Wednesday, March 14, 2012

Four

**This post was originally published on my previous blog, Confessions of a Supermommy.**

I took a sip of my French Martini, refusing to feel out of place in the trendiest restaurant we'd been to in years.  After all, it was date night.  A rare event, and one to savor.

Leaning forward, I looked straight into my husband's eyes.  "I think you could pull it off," I dared, nodding my head towards the owner.

It's a difficult trick to appraise someone without their noticing, but my husband manages easily.

Hip glasses and designer jeans aside, the showcase piece is a striped button down with bright paisley cuffs.  It's the sort of shirt made famous by Cam on Modern Family, but this guy is no Cam.  Nope, definitely no Cam.

"You know?" he geared up, "I think I could!  I'm confident in my manliness.  I'm the father of four boys!"

"Four!" I laughed.  "You sure you're counting right?"

His laughter, full and lovely, joined mine for a brief moment, and then,

Silence.

Four.

Our eyes filled with unshed tears as we remembered.

After struggling with infertility for well over a year, our fourth cycle of Clomid worked.  I was pregnant and we reveled in excitement untainted by fear, even as my husband stepped on a plane the next week to rejoin his squadron for the last month of their deployment.  Blood work showed my HcG levels were steadily increasing, and I couldn't wait for my first appointment.  I couldn't wait to see my baby.

But from the first ultrasound, things looked grim.  Minutes after directing the nurse to turn off the video camera I'd brought, my doctor gave it to me straight.  The baby was measuring 5 weeks.  A full week behind.  There was no heartbeat.  This baby, most likely, was not going to make it.

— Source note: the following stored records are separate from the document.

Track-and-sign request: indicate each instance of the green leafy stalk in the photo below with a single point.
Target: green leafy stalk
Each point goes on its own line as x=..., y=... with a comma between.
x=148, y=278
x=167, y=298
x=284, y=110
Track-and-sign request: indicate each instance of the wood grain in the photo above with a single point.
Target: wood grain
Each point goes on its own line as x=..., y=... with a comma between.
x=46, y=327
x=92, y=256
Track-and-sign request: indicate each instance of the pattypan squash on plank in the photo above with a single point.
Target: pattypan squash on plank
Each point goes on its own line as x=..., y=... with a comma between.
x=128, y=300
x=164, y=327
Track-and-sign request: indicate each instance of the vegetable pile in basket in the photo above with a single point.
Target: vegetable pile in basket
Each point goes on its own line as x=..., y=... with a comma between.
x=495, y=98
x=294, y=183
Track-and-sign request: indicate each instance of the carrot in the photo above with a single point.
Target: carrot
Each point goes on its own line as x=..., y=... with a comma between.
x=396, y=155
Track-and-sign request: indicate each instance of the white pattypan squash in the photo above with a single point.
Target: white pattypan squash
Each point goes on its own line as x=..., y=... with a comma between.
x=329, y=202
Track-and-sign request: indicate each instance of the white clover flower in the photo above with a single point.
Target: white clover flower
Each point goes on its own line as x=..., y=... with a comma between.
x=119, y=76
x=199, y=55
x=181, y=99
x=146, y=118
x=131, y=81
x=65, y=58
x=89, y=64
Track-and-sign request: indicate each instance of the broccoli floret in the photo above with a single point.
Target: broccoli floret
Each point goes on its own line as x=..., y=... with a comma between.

My husband, flying halfway around the world, was unreachable, and I carried this news alone for three days, almost breaking under its weight.

When he was finally able to contact me, a flood of words and tears rushed forth as I told him what neither of us wanted to hear.  We prayed from our lips and our minds and our hearts that our doctor was wrong.  That this was our baby.

I brought my mother to the second appointment, a week later.  Our baby had a heartbeat, but it was only 50 beats per minute.  Half the normal speed.  Again, the doctor warned me, "It doesn't look good.  He's trying so hard, but it doesn't look good."

The following week, our baby died.

The lab report showed the cause of miscarriage to be Trisomy 15.

Our baby had a body not meant for this world.

Three months after the D and C, thanks to another round of fertility treatments, I carried a second baby.  Our E.  Our beautiful, bright, thoughtful and giving, occasionally bossy, and always loving, E.

For a time I believed E was our first baby.  That he had wanted so badly to be here with us that his little soul returned.  But I know better, now.  Our baby is an angel.  A twinkling star in the night sky.  A guardian to his brothers.

I glanced around the restaurant, my eyes flicking across the artwork and other customers before resting on our hands, fingers intertwined on the tabletop.  I willed myself to shake off the grief of the past.

"So you think he was a boy, huh?"

"Of course he was a boy.  I only make boys," my husband teased, wiping a tear that threatened to escape.

And what wonderful boys they are. All four.